Peine. „Wir freuen uns, mit Julia Martens-Heinemann eine Architektin gefunden zu haben, deren Anliegen mit unserem übereinstimmt, die vorhandene Bausubstanz bestmöglich zu erhalten und lediglich ein wenig aufzufrischen“, berichtet Anja Jäkel, Pastorin an der Friedenskirche.

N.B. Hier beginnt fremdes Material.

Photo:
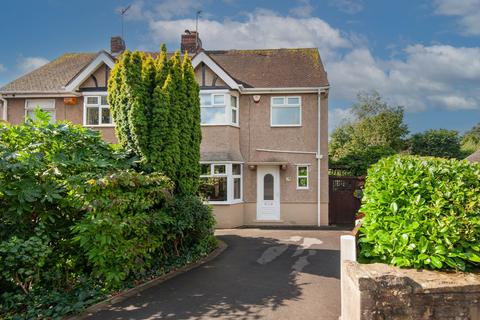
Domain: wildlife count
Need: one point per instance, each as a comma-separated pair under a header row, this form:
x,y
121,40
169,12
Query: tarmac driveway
x,y
263,274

Geplant sind in erster Linie ein Neuanstrich der Wände, die Aufarbeitung der Kirchenbänke und eine ergänzende Bestuhlung. Der Fußboden wird aufpoliert, die Dielen abgeschliffen und passend zu den neuen Farben der Kirchenbänke versiegelt. „Ein Hauptaugenmerk wird auf dem neuen Lichtkonzept liegen, das die Architektin für uns erarbeitet hat“, berichtet Jäkel weiter. Dazu gehört, dass die vorhandenen Messinglampen aufgefrischt und mit energiesparenden LED-Leuchtmitteln versehen werden. Hinter den bestehenden Säulen sollen in Fußbodenhöhe angebrachte Wandstrahler die Wände erhellen und für eine indirekte Beleuchtung sorgen. Ein LED-Lichtband entlang des Wandbogens an der rechten Seite ergänzt das Konzept.

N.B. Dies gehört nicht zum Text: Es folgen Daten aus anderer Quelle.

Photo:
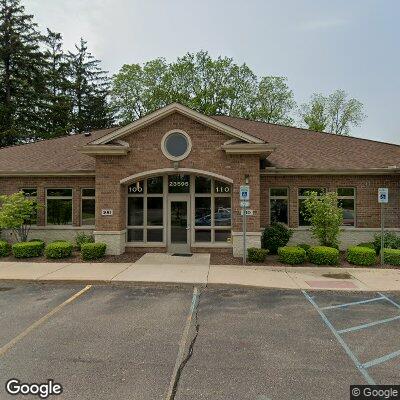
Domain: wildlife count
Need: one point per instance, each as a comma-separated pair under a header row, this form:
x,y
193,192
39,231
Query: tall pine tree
x,y
22,83
90,90
58,116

Die Fenster werden ebenfalls mit in die Sanierung einbezogen. Die vor den Fenstern nachträglich angebrachten und wenig funktionellen Glasscheiben entfallen, für beschädigte Einzelscheiben erfolgt ein entsprechender Austausch. Der Vorraum zur Kirche erhält neues Licht und eine ergänzende Ausstattung.

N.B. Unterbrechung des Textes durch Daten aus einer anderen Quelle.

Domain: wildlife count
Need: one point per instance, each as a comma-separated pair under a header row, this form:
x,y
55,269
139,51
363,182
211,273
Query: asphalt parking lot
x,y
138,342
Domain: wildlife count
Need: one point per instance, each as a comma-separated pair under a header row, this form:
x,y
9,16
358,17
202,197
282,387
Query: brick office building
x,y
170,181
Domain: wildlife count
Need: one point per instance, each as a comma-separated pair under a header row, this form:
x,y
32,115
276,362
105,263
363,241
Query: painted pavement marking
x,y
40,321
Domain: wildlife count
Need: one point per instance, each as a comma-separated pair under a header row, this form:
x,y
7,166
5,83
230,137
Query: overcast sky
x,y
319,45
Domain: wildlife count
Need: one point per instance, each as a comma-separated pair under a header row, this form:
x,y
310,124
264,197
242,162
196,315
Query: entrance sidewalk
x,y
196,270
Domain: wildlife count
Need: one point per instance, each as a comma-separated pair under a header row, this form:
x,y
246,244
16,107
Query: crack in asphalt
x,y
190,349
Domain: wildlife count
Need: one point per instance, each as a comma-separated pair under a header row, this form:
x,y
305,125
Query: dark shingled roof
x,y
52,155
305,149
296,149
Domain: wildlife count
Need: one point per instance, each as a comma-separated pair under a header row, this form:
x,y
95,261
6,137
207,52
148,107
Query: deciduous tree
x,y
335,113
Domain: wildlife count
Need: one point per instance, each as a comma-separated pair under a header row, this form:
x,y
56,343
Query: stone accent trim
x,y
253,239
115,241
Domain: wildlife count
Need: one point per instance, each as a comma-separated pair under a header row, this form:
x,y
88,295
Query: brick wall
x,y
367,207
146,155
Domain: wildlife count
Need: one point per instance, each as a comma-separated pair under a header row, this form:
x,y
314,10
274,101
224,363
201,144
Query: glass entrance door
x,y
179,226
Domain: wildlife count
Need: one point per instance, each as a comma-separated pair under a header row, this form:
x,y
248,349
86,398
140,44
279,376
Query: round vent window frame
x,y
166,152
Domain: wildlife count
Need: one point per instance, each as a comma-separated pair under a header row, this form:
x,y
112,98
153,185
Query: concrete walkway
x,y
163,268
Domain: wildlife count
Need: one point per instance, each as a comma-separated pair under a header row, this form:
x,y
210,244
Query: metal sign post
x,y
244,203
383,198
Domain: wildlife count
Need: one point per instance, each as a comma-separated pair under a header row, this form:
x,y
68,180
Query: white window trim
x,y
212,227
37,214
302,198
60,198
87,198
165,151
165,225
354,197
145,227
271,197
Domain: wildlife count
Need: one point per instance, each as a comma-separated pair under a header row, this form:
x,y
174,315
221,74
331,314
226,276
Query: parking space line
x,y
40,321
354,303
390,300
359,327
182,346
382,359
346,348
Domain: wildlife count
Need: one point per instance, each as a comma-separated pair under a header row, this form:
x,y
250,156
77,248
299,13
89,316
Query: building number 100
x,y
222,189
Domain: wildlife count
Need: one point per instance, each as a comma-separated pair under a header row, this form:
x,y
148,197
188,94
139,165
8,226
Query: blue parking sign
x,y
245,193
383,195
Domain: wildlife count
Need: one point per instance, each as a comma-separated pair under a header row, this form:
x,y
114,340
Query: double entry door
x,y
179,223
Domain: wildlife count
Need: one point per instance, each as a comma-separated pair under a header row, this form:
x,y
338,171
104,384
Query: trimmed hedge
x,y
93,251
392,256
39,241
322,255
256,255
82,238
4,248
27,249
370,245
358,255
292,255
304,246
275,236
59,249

„Die Kosten werden sich voraussichtlich auf 290.000 Euro belaufen. Die Finanzierung von 200.000 Euro ist bereits gesichert. Nun gilt es, den Restbetrag möglichst durch Spenden zu beschaffen, damit wir im Herbst Wiedereinweihung feiern können“, meint die Pastorin. Beginnen sollen die Arbeiten nach den Konfirmationen.